Johnston was already half in the bag when he ambled onto the stage. Pulling out his trusted “iPad touch MP3 player with all the latest apps” (actually, an old discman) Johnston opened with “Deep Fryer in my Bedroom,” giving it that special well-lubricated touch that he’s loved for. From there it was a dizzying run through a set that made everyone happy, especially when he pulled out “Douchestorm” and “GST Cheque,” both torn into with a beer-soaked vengeance.
Of course, no B.A. Johnston show is complete without a bathroom encore. For the uninitiated, this is where the entire crowd packs into the guys or girls can while Johnston stands on the sink and belts out a couple of guitar ditties. These are usually the haziest parts of the show for all involved but also the most fun. It’s what everyone is waiting for before being vomited out the front doors and into the night.

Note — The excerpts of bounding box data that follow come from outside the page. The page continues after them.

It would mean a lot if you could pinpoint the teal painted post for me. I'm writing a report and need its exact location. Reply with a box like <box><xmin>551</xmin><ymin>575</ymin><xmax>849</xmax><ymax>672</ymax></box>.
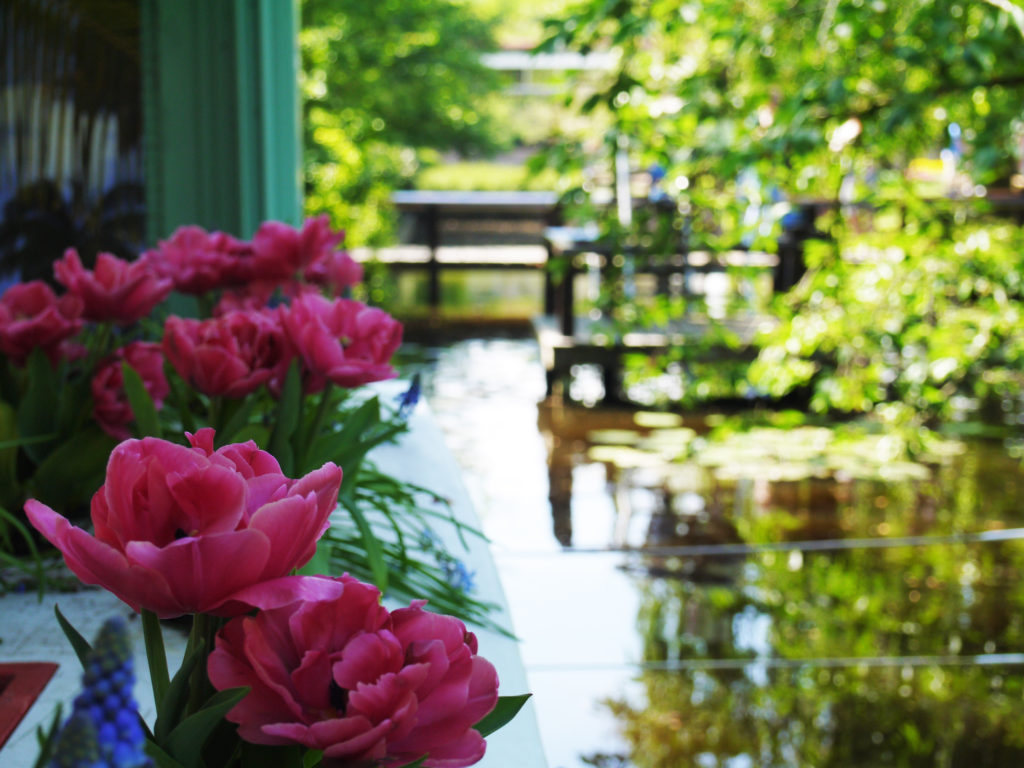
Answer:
<box><xmin>141</xmin><ymin>0</ymin><xmax>301</xmax><ymax>242</ymax></box>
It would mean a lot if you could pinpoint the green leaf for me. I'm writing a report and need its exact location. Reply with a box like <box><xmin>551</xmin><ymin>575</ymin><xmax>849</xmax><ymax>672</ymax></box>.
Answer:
<box><xmin>145</xmin><ymin>739</ymin><xmax>185</xmax><ymax>768</ymax></box>
<box><xmin>17</xmin><ymin>347</ymin><xmax>59</xmax><ymax>463</ymax></box>
<box><xmin>33</xmin><ymin>701</ymin><xmax>63</xmax><ymax>768</ymax></box>
<box><xmin>142</xmin><ymin>608</ymin><xmax>171</xmax><ymax>716</ymax></box>
<box><xmin>310</xmin><ymin>397</ymin><xmax>380</xmax><ymax>475</ymax></box>
<box><xmin>242</xmin><ymin>741</ymin><xmax>305</xmax><ymax>768</ymax></box>
<box><xmin>267</xmin><ymin>360</ymin><xmax>302</xmax><ymax>477</ymax></box>
<box><xmin>217</xmin><ymin>395</ymin><xmax>257</xmax><ymax>445</ymax></box>
<box><xmin>299</xmin><ymin>539</ymin><xmax>331</xmax><ymax>575</ymax></box>
<box><xmin>338</xmin><ymin>496</ymin><xmax>388</xmax><ymax>593</ymax></box>
<box><xmin>28</xmin><ymin>426</ymin><xmax>116</xmax><ymax>508</ymax></box>
<box><xmin>473</xmin><ymin>693</ymin><xmax>531</xmax><ymax>738</ymax></box>
<box><xmin>162</xmin><ymin>686</ymin><xmax>250</xmax><ymax>766</ymax></box>
<box><xmin>0</xmin><ymin>507</ymin><xmax>46</xmax><ymax>600</ymax></box>
<box><xmin>53</xmin><ymin>605</ymin><xmax>92</xmax><ymax>668</ymax></box>
<box><xmin>121</xmin><ymin>360</ymin><xmax>161</xmax><ymax>437</ymax></box>
<box><xmin>154</xmin><ymin>643</ymin><xmax>205</xmax><ymax>743</ymax></box>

B.A. Johnston definitely has a shtick that he sticks to and it doesn’t necessarily change from show to show, but that isn’t to his detriment because he’s just so damn entertaining. There’s something oddly endearing about an overweight skid getting hammered on the countless drinks bought for him by fans, singing songs about hot dogs, paltry GST cheques, and fanboy crushes on ‘80s TV starlets. The themes are simple but relatable. This slacker everyman performer has a talent for making music that you can’t help but kind of fall for, and apparently I’m not the only one who thinks so.